The Sunday Format Comedy series spoofing Sunday newspapers Cast Chris Langham, Rebecca Front, Ewan Bailey, Simon Greenall, Emma Kennedy, Tracy-Ann Oberman

It’s just one of those ideas that you wish you’d had. The Sunday Format was quite simply one of the most original comic vehicles in the last decade.

Hugely admired by the comedy community, it’s partially responsible for at least one wedding that we know of – now that’s good writing.

John Morton, the mind behind People Like Us, was the man who realized that the language, the dead-end, pointless drivel of Sunday supplements was a rich seam to mine for comedy.

The show skillfully apes the style of these publications which have no purpose other than to decimate the tree population, with articles written by idiots by what appears to be a gang of monkeys.
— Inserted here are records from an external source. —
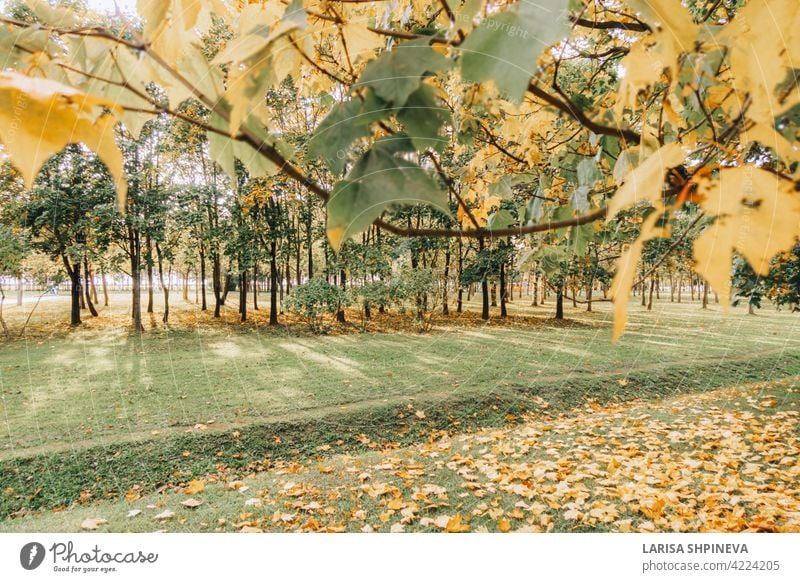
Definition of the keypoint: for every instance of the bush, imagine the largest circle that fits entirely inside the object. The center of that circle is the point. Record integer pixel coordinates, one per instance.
(375, 294)
(314, 299)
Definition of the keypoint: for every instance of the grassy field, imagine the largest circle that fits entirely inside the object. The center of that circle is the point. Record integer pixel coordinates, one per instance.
(99, 412)
(708, 462)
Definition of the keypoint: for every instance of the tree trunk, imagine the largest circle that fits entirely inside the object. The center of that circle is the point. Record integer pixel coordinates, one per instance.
(204, 306)
(149, 245)
(19, 289)
(164, 285)
(185, 286)
(445, 307)
(74, 273)
(95, 300)
(310, 247)
(503, 290)
(243, 295)
(255, 286)
(216, 282)
(343, 281)
(460, 301)
(560, 302)
(87, 292)
(3, 324)
(273, 285)
(589, 292)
What The Sunday Format brought to Radio 4 was a way of doing ‘broken comedy’ in an audio setting. Whilst this was becoming commonplace on TV, it was vastly harder on radio. The Sunday Format came up with a way that was completely natural and breathtakingly simple.

The motif of the show was to ruffle through pages as if the programme were guided by the hands of a not-very-attentive reader, and flick between articles.

Using distinctive styles of writing and voiceover, as well as music, to indicate which article the listener was ‘reading’ was instantly understandable.

The article-sketches in the show included bizarre horoscopes pandering to everyone’s desire to be wonderful, fatuous guides to foreign places written by reviewers only concerned with bigging themselves up, columns on cooking insane dishes or doing your house up in a stupidly fashionable way, interviews with idiotic celebrities and op-ed pieces talking about issues which the writer clearly didn’t understand or care about, adverts for supremely silly products, and most wonderfully a crossword that was both surreal and impossible.

The Show is held in extremely high regard by comedy pros. Legendarily it prompted actress Helen Atkinson-Wood to call up John Morton, which led fairly directly to their marriage.

Everything wrong with modern society, accurately transcribed through a newspaper’s wet end, The Sunday Format won a Sony and a British Comedy Award for good reason.